We know Picasso’s famous “Guernica,” depicting the city’s devastation and loss from bombings, became a symbol of the antiwar sentiment of that era. His love for his country at a trying time resonated for decades after. Egon Schiele, who unfortunately met his end by the 1918 influenza, led a short life haunted by his father’s death from syphilis and depicted the taboo and frustration of sexuality within drawings and paintings to express that pain. His works spoke to his experiences, as well as others’ at a time where people may not have been able to talk about such topics so freely. In both cases their collection of works were an outlet, not necessarily a platform.
I started to think about the age old question: does life imitate art or does art imitate life? Surely there will be way too many movies made about how comically terrible this year has been, many on the pandemic alone … but what is the motivation behind that?

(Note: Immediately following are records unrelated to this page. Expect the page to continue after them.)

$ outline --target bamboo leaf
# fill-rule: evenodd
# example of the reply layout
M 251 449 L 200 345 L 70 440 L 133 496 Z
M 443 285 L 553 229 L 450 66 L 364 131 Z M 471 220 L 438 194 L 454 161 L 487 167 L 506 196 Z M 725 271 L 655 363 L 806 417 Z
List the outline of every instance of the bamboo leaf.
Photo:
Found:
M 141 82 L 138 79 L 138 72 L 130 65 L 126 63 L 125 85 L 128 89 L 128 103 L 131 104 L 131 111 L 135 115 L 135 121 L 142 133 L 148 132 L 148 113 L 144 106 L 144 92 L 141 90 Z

I looked to art history for an answer. It’s only clear to see in retrospect. On the grander scale, the modernist writers didn’t all randomly decide to shape the century to come, or think that war was a great seller, but rather they came back from the Great War horribly disillusioned and wanting to break away from the aged, overzealous styles that no longer seemed fit in a wrecked world. In the same way, photography and painting took over with the social realism movement amidst the Great Depression. People no longer cared for the glitz and the glam, the facade or the rose colored glasses. They came together in the reality of their situations. The beauty of unity is always far greater than any aesthetic a piece can offer.
“I think people are excited to be part of history and any art that comes out of this time is like a journal entry that validates and documents it happening in the first place. Kind of like the way Neil Young released ‘Ohio’ shortly after the Kent State shooting,” Bloome said. “It resonated with people then because this intense moment became something timeless and greater than us all.”
This is not a great time for anything, but great things can and will come out of these times nevertheless. Art doesn’t thrive in crisis and international turmoil, but it thrives in spite of it.
The lesson I learned from Winnie the Pooh in my back to back screenings of “Christopher Robin” was that sometimes you’re allowed to do nothing, and sometimes it’s even better for you. But at the same time, if there is a story within you that needs to be told, tell it. Let it out and see what life it takes on once it has left you.
After a week of grieving I came to realize there is a light at the end of the tunnel if you just keep walking. So if you’ve found yourself in the same rut, stop being so hard on yourself about what you’re not doing enough of, and let this time be for healing, contemplating, being grateful for each day you wake up, talking with your loved ones and sharing the present moments you have. You are under no obligation to “make the most” of this time, but if that is your drive, let it take you. Once we are free of the mental shackles placed on us by society’s pressure to create, we might actually want to. Make your art for you and at your own pace, full of your own content.